- Church: Episcopal Church
- Diocese: Massachusetts
- Elected: December 1946
- In office: 1947–1956
- Predecessor: Henry Knox Sherrill
- Successor: Anson Phelps Stokes
- Previous post: Coadjutor Bishop of Massachusetts (1947)

Orders
- Ordination: October 4, 1916 by William Lawrence
- Consecration: February 14, 1947 by Henry Knox Sherrill

Personal details
- Born: June 5, 1888 Bangor, Maine, United States
- Died: January 3, 1963 (aged 74) Cambridge, Massachusetts, United States
- Buried: Mount Auburn Cemetery, Cambridge, Massachusetts
- Denomination: Anglican
- Parents: Henry Sylvester Nash & Bessie Keefler Curtis
- Spouse: Mariane Noble
- Children: 3
- Education: Harvard University Williams College

= Norman Nash =

American bishop

Norman Burdett Nash (June 5, 1888 – January 3, 1963) was the tenth bishop of Massachusetts in The Episcopal Church.

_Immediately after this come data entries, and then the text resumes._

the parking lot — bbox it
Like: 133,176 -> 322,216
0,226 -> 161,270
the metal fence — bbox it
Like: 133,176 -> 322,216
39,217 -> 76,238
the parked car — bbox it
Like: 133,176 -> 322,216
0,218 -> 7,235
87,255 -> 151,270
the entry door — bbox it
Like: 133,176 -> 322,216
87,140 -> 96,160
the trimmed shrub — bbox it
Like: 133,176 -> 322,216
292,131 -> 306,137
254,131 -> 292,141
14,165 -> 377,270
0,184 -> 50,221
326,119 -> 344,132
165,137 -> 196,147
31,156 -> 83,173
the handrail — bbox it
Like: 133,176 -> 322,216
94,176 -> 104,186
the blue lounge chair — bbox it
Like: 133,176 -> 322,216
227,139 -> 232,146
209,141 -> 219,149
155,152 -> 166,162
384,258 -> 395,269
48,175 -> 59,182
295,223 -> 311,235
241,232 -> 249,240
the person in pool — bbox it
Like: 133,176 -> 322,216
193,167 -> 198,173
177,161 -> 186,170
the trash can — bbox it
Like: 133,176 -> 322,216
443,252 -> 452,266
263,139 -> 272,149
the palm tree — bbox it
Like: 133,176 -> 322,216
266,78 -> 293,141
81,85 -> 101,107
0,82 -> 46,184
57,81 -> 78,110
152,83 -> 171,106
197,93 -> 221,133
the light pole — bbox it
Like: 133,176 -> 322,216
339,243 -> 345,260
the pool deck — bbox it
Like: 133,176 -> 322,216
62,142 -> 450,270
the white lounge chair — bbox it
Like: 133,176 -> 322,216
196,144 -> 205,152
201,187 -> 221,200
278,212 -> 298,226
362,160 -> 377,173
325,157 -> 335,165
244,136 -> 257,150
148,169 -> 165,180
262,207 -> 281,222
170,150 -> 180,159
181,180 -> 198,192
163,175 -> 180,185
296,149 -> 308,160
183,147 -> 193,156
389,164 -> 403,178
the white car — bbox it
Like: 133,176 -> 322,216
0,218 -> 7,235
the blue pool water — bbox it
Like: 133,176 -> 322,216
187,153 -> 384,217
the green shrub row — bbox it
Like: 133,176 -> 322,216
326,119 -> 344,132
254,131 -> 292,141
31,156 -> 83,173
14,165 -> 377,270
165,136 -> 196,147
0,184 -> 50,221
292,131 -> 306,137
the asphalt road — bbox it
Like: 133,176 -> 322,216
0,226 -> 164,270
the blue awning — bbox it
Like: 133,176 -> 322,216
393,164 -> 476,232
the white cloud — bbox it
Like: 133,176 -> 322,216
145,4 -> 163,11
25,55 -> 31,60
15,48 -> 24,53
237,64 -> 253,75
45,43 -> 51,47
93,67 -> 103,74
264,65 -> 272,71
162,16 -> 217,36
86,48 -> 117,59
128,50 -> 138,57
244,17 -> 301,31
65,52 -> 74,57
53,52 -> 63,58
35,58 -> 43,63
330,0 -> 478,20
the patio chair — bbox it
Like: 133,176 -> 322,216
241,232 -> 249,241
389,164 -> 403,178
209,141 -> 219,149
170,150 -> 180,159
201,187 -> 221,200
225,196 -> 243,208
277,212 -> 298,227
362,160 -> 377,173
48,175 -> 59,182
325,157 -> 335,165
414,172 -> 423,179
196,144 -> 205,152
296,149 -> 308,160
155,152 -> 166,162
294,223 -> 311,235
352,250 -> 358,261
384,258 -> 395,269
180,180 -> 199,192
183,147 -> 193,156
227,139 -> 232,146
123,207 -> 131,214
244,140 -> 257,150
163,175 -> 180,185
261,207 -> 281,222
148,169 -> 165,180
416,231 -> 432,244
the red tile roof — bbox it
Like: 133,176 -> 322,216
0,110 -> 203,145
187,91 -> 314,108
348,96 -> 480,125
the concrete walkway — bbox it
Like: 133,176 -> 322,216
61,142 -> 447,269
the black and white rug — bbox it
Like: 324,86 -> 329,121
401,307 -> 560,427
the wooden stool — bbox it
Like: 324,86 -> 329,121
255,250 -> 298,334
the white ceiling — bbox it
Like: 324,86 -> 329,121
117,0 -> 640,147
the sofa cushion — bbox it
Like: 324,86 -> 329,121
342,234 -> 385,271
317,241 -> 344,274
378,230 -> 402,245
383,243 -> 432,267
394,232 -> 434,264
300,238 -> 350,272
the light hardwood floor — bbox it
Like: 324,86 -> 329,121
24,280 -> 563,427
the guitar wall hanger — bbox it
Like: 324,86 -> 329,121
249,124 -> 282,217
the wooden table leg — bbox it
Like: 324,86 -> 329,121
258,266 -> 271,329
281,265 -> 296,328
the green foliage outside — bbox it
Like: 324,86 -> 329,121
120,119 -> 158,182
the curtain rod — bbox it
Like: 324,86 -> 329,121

==Early life and education==
Nash was born in Bangor, Maine, on June 5, 1888, the son of the Reverend Henry Sylvester Nash and Bessie Keefler Curtis. He was educated at the Cambridge Latin School of Harvard College and at Williams College. He graduated with a Bachelor of Divinity from Episcopal Theological Seminary in 1915. He was awarded a Doctor of Sacred Theology from Western Theological Seminary, Williams College and Trinity College, respectively.

==Ordination==
Nash was ordained deacon on May 27, 1915 and priest on October 4, 1916 by the bishop of Massachusetts William Lawrence. After ordination he became professor of Christian social ethics at the Episcopal Theological Seminary and in 1939 became rector of St Paul's school in Concord, New Hampshire.

==Bishop==
Nash was elected Coadjutor Bishop of Massachusetts on the first ballot during a special convention that took place in St Paul's Cathedral in Boston in December 1946. He was consecrated on February 14, 1947, by Presiding Bishop Henry Knox Sherrill in Trinity Church, Boston. He became diocesan that same year and remained in the post till 1956.